The Chopin Project concert duo help listeners of all ages learn the importance of classical music.
Pianist Matthew Graybil and violinist Rhiannon Banerdt are old souls.
“We’re cool and hip, so instead of going out at night we listen to recordings and talk about what we like and don’t like,” Banerdt says of how they’ve prepared for their upcoming Sarasota performances.
The pair are two young music artists working with The Chopin Project, an initiative started 10 years ago by founder Fred Slutsky to make the music of Chopin and other classical composers more accessible.
One way he does this is by organizing concerts with some of the world’s best emerging musicians so new audiences can hear masters’ compositions live.
One such artist is Graybil, who has performed as a recitalist, concerto soloist and chamber musician throughout North America and Europe.
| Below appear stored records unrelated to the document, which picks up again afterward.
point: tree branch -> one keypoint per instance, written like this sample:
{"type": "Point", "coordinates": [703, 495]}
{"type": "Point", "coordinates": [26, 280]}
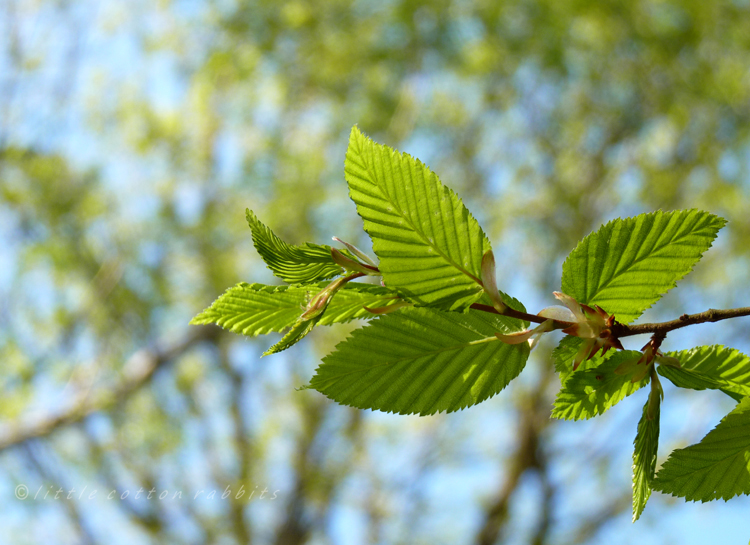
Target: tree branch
{"type": "Point", "coordinates": [710, 315]}
{"type": "Point", "coordinates": [622, 330]}
{"type": "Point", "coordinates": [137, 371]}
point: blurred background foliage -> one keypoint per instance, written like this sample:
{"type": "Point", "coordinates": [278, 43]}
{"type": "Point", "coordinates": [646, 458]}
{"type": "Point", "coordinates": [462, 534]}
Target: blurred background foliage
{"type": "Point", "coordinates": [133, 135]}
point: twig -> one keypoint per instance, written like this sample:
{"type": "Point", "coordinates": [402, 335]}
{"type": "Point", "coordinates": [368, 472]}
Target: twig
{"type": "Point", "coordinates": [137, 371]}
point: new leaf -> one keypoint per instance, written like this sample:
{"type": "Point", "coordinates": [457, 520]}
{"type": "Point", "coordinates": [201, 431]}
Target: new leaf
{"type": "Point", "coordinates": [628, 264]}
{"type": "Point", "coordinates": [293, 264]}
{"type": "Point", "coordinates": [717, 467]}
{"type": "Point", "coordinates": [256, 309]}
{"type": "Point", "coordinates": [429, 245]}
{"type": "Point", "coordinates": [422, 361]}
{"type": "Point", "coordinates": [644, 455]}
{"type": "Point", "coordinates": [713, 367]}
{"type": "Point", "coordinates": [588, 393]}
His last local performance was in April with The Chopin Project, and now he’s making his return with internationally acclaimed violinist Banerdt, who played with him through the project in October 2017.
Banerdt is the assistant concertmaster with the Cape Symphony, on the violin faculty at Bloomingdale School of Music and a violinist for the Ulysses String Quartet in New York City.
Together, they represent a small but mighty group of emerging musicians who are eager to keep classical music relevant — particularly to young ears.
“Music represents who someone is, and that’s sort of the central question for a young person exploring different aspects of their identity,” Banerdt says. “Music is about personal expression, and that’s something we all share.”
Graybil agrees, adding that The Chopin Project places great emphasis on community outreach in an effort to engage young listeners with classical of music.
“We’re going into schools and finding ways to present it to show how it’s timeless and accessible to them,” he says. “I think with this program we have to have some element of accessibility to make it appeal to audiences of all ages and all levels of understanding.”
One way they’ll achieve this is by inviting a young musician to join Graybil in a piano duet in the pair’s special Nov. 9 performance, free to students, at Braden River High School.
The pianist is Braden River student Gabriel McDerment, and he’ll join Graybil in a duet performance of a new Chopin Project arrangement of Chopin’s Étude Opus 10, No. 3 rendered as a duet.
“I think this program in particular is really exciting and fun for young people because it’s partially about variety, so by its nature there’s something for everyone, and you can hear the breadth of different styles and possibilities,” Banerdt says.
The program will feature duo works by Chopin, Dvorak, Ravel, de Falla and Saint-Saëns with the theme of musical nationalism and exoticism.
Graybil is quick to point out, however, that listeners shouldn’t confuse musical nationalism with the definition of nationalism heard in the news lately. It was common for composers from small countries in Europe to yearn for a collective identity in the 19th century, he says, and to do so they used various devices borrowed from folk music and integrated them into art music to show pride for their heritage.
“It’s interesting to retrace the composers’ steps and see how they developed the style they have,” Graybil says. “And to see what was going on in their life and their country at that time and how that influenced them.”
Now we can easily look up foreign music on YouTube, he says, but music was harder to share then. Even when small tidbits were brought back from faraway lands, it excited listeners.
Graybil and Banerdt want to provide a similar excitement.
“My favorite thing after a concert is someone coming up to me and saying they never knew about this piece or composer and thanking me for introducing it to them ... or (for offering) a new perspective on something they were already familiar with,” Banerdt says.
Correction: The print version of this story stated the incorrect time of the Nov. 11 concert. The error has been corrected online.